La cabeza se me llena de suposiciones que trato de aclarar con información que voy inventando en el momento. ¿Y si hay alguien más? ¿Si en todo este tiempo se han estado viendo? ¿Qué tal que estás con él y por eso no llegas?

Me acuerdo de todo lo que no te dije cuando pude. Recuerdo todos los te amo que me guardé, esos días que preferí ir a la cáscara en lugar de abrazarte y en aquellos momentos en los que simplemente me quedé en casa, dándole más importancia a descansar que a escucharte, acariciarte o hacerte el amor. Pienso en todas esas veces que te noté molesta y no hice nada, que te tiré de loca, esas conversaciones que ignoré por la fuerza de la costumbre y trato de recordar esos mensajes clave que nunca pude escuchar.

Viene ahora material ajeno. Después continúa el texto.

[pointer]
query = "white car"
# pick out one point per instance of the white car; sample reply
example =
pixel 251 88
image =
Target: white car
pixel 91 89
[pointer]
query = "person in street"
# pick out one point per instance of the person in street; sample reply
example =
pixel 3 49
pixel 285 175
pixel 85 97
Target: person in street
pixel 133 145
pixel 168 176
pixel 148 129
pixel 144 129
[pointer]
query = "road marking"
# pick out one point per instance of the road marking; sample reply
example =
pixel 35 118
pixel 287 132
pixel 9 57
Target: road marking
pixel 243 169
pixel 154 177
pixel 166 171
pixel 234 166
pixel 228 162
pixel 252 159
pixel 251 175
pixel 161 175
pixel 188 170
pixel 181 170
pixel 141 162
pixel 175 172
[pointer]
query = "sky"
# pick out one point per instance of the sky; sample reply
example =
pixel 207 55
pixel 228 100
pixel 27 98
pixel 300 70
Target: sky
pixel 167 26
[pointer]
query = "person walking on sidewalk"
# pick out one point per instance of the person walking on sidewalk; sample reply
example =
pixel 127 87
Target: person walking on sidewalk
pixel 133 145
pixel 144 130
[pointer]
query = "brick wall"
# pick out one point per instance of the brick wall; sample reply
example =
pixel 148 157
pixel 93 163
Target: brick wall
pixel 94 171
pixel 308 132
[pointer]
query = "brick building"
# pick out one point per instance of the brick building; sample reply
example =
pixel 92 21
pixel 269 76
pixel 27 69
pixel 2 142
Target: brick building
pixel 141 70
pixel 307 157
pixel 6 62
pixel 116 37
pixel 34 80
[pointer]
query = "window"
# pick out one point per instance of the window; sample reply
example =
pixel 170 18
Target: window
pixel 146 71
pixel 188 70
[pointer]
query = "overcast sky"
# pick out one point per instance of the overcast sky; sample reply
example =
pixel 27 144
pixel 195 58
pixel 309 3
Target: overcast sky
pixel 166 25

Los pensamientos se convierten en angustia y el aliento se me va, parece una tortura el simple acto de respirar.

Sigo imaginándote con alguien más. Alguien que te hace sonreír, que te toma la mano con ternura, que te besa apasionadamente, que te hace disfrutar de orgasmos intensos, continuos y explosivos. Me calvo en la idea y aseguro que conociste a alguien, un hombre mejor que yo. Alguien que te mira con cariño, que te escucha, que te hace sentir especial, que te trata con respeto, que te da tu lugar. Alguien a quien no le da miedo que lo vean contigo. Y así continúo con la tortura repitiéndome una y otra vez… ¿En qué momento pasó?

Sin darme cuenta estás a mi lado, me cuesta trabajo reaccionar y sin esperar un momento más brincas a mis brazos y me dices que me quieres, que me extrañaste mucho. Yo no puedo hacer que el coraje se me pase y comienzo a reclamarte todas esas cosas que nunca hiciste y que yo sólo imaginé mientras te esperaba.

Después despierto, empapado en sudor… tomo un respiro y me preparo para ir a trabajar.